3. DONG Yuan, REN Kai, Shengyuan Wang, and ZHANG Suqin, Certify Once, Trust Anywhere -- Modular Certification of Bytecode Programs for Certified Virtual Machine. APLAS2009 (To be appeared). Seoul, Korea 14-16 December 2009.
4. DONG Yuan, WANG Shengyuan, ZHANG Liwei and YANG Ping, Modular Certification of Low-level Intermediate Representation Programs. in Proc. IEEE COMPSAC2009, Seattle, Washington, July 20-24, 2009.

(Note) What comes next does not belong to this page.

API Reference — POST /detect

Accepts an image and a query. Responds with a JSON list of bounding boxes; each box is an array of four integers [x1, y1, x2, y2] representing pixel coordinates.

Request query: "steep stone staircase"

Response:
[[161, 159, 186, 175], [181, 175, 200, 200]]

Foundational Proof-Carrying Code Method for Certifying Hypervisor Low-level Codes

A hypervisor (VMM, Virtual Machine Monitor) is a virtualization platform that allows multiple operating systems to run on a host computer at the same time. It is widely used as one of the trusted computational bases to guarantee complete isolation between the virtual machines (VMs, or guest OSes) running above it, but the quality of today's main-stream hypervisors is not sufficient for safety-critical and security-critical situation. Our work aims at a novel Hoare-logic-like foundational proof-carrying code framework for certifying hypervisor low-level codes. These codes involve many features such as: stack based control, first class code point and hardware interrupts. Carefully reasoning about the interaction among interrupt handlers, context switching, and synchronization libraries, we will try to provide a foundation for reasoning about interrupt-based kernel programs and makes an important advance toward building fully certified hypervisor.

What we have done:

1. Software prototype, a small hypervisor called TinyRG: "TinyRG" which runs on 16bit real mode x86.
2. Xinyu Feng, Zhong Shao, Yuan Dong and Yu Guo, Certifying Low-Level Programs with Hardware Interrupts and Preemptive Threads. In Proc. 2008 ACM SIGPLAN Conference on Programming Language Design and Implementation (PLDI'08), Tucson, Arizona, pages 170-182, June 2008. ACM
3. Xinyu Feng, Zhong Shao, Yu Guo and Yuan Dong, Combining Domain-Specific and Foundational Logics to Verify Complete Software Systems. In Proc. Second IFIP Working Conference on Verified Software: Theories, Tools, and Experiments (VSTTE'08), Toronto, Canada, October 2008. Springer-Verlag.
4. Xinyu Feng, Zhong Shao, Yu Guo, Yuan Dong, Certifying Low-Level Programs with Hardware Interrupts and Preemptive Threads, Journal of Automated Reasoning, 2009, 42(2-4): 301 - 347.